Prevalence of Port Site Infection in Laparoscopic Surgery in Manipal Teaching Hospital: A Cross-sectional Study
Keywords:
Cholecystectomy laparoscopic, complications, port site infectionsAbstract
Introduction: Port site infections following laparoscopic surgery, though uncommon, are significant complications. These infections can lead to prolonged hospital stays, increased financial costs, and poor cosmetic outcomes. This study aimed to determine the prevalence of port site infections in laparoscopic surgeries, specifically laparoscopic cholecystectomy, and identify associated factors.

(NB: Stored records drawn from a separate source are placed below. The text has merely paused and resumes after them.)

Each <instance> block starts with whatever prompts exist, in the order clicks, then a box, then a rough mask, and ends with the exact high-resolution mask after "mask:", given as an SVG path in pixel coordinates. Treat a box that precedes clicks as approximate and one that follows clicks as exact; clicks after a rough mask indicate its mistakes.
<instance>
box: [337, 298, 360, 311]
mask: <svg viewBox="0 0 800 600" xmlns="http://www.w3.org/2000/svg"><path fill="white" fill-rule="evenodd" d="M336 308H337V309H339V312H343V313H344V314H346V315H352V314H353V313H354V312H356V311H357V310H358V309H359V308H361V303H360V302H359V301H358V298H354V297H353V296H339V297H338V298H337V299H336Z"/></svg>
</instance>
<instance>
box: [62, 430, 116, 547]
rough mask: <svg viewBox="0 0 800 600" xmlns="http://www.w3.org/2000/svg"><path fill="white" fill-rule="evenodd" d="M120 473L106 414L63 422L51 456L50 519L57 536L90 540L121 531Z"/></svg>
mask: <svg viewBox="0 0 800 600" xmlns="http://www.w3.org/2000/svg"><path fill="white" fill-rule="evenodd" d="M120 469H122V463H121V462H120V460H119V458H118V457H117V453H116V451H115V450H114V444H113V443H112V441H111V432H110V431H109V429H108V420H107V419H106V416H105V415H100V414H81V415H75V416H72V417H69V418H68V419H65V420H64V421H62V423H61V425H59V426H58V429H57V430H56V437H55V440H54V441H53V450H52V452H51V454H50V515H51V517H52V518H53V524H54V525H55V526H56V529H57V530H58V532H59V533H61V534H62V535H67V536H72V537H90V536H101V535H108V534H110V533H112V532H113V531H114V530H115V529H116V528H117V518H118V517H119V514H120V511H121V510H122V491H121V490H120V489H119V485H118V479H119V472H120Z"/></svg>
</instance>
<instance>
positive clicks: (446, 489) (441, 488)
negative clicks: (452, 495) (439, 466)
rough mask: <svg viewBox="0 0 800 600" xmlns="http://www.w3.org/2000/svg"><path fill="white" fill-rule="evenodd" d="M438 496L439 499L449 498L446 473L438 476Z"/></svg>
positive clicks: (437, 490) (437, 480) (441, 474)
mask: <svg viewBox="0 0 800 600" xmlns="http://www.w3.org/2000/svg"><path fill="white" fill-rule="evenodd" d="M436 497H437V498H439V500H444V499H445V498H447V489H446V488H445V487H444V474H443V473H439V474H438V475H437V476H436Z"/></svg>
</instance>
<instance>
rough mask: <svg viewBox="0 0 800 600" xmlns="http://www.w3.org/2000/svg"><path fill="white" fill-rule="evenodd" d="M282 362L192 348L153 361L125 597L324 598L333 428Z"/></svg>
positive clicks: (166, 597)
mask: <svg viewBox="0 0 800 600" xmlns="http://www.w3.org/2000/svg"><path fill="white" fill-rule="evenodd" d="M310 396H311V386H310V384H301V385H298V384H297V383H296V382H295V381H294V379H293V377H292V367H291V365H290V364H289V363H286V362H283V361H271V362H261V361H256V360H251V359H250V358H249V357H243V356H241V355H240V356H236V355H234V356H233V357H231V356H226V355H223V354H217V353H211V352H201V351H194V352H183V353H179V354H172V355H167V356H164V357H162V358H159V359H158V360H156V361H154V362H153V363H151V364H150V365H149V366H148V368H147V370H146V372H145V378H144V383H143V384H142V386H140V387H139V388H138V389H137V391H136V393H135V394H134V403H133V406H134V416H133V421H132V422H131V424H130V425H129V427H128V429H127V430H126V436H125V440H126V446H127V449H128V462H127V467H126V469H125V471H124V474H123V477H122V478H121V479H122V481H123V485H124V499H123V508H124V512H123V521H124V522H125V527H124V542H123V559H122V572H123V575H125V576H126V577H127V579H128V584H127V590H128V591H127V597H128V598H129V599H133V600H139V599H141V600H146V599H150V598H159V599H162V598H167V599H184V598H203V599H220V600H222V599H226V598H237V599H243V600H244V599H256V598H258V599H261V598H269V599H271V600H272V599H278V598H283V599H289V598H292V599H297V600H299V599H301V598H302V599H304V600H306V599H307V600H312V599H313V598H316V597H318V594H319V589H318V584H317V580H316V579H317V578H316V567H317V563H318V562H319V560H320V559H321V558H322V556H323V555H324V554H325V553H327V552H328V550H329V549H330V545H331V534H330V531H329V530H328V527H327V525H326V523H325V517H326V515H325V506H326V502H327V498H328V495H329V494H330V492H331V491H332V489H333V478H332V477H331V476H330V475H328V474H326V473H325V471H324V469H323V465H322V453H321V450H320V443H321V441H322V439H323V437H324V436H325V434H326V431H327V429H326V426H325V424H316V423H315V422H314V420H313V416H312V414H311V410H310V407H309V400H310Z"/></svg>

Methods: A prospective cross-sectional study was conducted with 538 adult patients, aged 18-86 years, from 01 December 2021 to 31 May 2024, following Institutional Review Board approval (Reference ID: MEMG/485/IRC). Participants who underwent elective laparoscopic cholecystectomy were included via convenience sampling. All the patients received prophylactic antibiotic with injection cefuroxime 1gm at the induction of anesthesia and 1gm iv bd was prescribed for 2 days followed by oral cefixime 200 mg bd for next five days. Variables analysed included port site infections, site of infected port, age, gender, and intraoperative spillage of stones, bile, or pus.
Results: The study comprised 538 patients, with 367 females (68.2%) and 171 males (31.8%). The median surgical duration was 30 minutes. Thirteen patients (2.4%) developed port site infections: 12 (2.23%) were under 65 years and one (0.18%) was over 65. Infections occurred in 9 females (1.67%) and 4 males (0.73%). Umbilical port infections (10/1.9%) were more common than epigastric port infections (3/0.6%). Most gallbladder extractions (446/82.9%) were performed through umbilical port. No significant associations were found between port site infections and variables such as age, gender, bile spillage, calculi spillage, and duration of surgery (p value=1.00, 1.00, 0.17, 0.47 and 0.57 respectively).
Conclusions: Port site infections after laparoscopic cholecystectomy are infrequent and not significantly influenced by age, gender, bile/calculi spillage, or surgery duration. The preference for umbilical port extraction doesn't significantly affect infection rates. Further research is needed to identify other potential risk factors for these infections.